I noticed an interesting issue, where Flash 2.0 always produces timestamps that are a least a few seconds off. While 2.0 Flash Lite, 2.0 Flash thinking, and 2.0 Pro, produce near perfect timestamps.
Here is an example audio to test this on:
Here is the prompt I used. Though the issue is not unique to this prompt, even JSON output has the same issue:
Transcribe this audio into english texts. Break the text into small logical segments. Include punctuation where appropriate. Timestamps should have milli-second level accuracy.
Hi @Joe1, Thanks for reporting this issue. while reproducing the issue with the given audio file and prompt we have observed the same. will escalate this to the team. Thank You.
Hi @Kiran_Sai_Ramineni Any updates regarding this issue? Seems that it has gotten worse with the GA of 2.0 Flash Lite and 2.0 Pro which now produce timestamps that are way off.
The issue is not resolved nor got any better. I got an interesting reply from the API (gemini-2.0-flash):
You are absolutely correct. My apologies; the timecodes provided are not accurate. The inaccuracies stem from limitations in my current abilities.
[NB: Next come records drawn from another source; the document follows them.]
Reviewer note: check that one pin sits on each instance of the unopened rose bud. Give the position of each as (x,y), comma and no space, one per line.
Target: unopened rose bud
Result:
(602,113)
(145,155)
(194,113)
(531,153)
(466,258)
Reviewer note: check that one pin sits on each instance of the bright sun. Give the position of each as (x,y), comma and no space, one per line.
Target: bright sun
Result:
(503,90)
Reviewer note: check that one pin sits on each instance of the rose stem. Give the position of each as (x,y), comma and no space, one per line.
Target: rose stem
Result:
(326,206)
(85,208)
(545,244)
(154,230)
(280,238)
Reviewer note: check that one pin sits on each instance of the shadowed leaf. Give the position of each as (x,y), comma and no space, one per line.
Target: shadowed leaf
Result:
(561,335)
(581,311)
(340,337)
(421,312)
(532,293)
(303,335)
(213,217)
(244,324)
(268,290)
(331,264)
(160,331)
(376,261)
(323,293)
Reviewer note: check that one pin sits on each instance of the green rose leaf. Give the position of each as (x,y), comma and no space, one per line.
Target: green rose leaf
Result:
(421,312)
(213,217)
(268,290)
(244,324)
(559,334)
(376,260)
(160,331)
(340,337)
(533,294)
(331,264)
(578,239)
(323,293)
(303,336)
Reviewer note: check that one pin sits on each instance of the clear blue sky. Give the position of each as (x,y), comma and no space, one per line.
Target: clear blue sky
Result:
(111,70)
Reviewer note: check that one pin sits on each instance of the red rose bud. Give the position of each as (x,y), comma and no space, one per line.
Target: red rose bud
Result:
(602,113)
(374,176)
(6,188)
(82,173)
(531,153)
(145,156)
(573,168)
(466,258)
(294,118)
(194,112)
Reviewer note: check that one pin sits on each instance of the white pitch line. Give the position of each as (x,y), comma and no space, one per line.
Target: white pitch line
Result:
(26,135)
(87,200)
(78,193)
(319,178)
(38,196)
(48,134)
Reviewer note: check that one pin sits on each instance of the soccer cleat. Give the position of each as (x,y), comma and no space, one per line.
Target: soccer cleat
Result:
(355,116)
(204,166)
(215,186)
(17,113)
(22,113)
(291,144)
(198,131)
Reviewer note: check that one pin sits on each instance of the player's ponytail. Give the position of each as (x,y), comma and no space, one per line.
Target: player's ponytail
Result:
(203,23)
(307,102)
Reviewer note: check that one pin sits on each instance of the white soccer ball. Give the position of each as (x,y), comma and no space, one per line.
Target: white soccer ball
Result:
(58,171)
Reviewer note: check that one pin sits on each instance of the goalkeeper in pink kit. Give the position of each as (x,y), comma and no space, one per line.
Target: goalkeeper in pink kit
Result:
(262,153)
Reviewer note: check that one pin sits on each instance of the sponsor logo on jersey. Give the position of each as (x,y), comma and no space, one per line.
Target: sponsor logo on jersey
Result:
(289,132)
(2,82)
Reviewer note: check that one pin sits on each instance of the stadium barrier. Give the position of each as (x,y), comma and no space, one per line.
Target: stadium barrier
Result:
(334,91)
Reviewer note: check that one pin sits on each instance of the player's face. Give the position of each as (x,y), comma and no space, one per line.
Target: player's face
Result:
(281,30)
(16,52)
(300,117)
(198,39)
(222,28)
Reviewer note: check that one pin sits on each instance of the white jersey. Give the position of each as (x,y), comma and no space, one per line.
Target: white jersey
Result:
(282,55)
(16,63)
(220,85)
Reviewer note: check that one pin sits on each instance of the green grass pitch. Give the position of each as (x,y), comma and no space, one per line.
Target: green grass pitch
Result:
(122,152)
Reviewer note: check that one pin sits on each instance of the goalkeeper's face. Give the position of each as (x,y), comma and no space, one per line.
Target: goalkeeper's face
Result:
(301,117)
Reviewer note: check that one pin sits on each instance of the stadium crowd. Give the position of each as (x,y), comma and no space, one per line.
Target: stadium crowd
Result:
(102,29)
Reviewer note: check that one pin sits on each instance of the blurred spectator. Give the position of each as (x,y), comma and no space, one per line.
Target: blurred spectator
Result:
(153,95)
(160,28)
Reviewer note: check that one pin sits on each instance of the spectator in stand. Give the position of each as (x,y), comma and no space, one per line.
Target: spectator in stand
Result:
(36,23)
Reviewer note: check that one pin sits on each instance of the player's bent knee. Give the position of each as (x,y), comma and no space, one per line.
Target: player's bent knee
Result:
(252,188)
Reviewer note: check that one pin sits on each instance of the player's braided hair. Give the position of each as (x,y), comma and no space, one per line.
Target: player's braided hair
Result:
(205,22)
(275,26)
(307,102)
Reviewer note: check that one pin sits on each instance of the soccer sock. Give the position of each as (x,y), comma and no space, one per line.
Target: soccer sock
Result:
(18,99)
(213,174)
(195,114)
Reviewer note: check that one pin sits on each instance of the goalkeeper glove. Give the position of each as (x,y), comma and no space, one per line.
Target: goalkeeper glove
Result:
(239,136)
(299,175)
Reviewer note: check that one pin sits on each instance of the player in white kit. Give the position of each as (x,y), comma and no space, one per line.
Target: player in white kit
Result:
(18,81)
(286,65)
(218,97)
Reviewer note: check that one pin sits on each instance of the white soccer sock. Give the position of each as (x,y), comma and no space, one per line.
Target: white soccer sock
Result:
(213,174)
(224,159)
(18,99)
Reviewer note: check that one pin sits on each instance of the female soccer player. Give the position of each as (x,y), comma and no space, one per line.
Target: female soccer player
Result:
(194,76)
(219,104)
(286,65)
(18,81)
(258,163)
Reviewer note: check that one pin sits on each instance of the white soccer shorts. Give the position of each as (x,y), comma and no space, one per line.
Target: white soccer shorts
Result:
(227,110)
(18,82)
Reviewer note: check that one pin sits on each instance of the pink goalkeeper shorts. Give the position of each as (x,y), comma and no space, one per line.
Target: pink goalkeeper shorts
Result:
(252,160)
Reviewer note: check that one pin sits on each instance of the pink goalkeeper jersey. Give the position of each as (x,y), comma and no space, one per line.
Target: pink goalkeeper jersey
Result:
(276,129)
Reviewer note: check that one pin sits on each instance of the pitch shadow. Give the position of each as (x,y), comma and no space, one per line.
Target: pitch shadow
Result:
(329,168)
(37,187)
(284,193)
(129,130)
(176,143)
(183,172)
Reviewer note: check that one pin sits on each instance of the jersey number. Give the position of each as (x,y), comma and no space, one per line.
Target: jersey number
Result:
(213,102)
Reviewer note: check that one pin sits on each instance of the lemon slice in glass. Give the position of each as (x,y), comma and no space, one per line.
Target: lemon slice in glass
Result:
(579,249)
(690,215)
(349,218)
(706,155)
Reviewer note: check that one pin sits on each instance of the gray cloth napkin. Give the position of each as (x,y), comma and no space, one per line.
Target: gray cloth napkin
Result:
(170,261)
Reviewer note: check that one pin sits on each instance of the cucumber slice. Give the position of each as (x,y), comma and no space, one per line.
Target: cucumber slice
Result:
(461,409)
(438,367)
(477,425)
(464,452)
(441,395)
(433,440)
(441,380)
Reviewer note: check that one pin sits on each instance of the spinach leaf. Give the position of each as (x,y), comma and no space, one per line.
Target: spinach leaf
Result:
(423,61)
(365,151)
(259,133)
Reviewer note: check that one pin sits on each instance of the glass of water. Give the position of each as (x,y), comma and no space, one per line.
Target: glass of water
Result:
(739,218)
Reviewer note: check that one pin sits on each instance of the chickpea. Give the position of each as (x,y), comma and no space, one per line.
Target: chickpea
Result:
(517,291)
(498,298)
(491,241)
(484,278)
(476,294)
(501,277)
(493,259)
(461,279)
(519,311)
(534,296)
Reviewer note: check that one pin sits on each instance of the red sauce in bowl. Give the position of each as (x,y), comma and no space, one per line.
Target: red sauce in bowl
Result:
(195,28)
I don’t directly “listen” to audio; instead, I process it through an intermediary model. The precision of that model’s timestamping is not yet fine-grained enough to capture the exact beginning and end of phonemes as required for perfectly accurate SRT subtitle creation. The generated timecodes represent an approximation of the speech segments, rather than a phoneme-level transcription.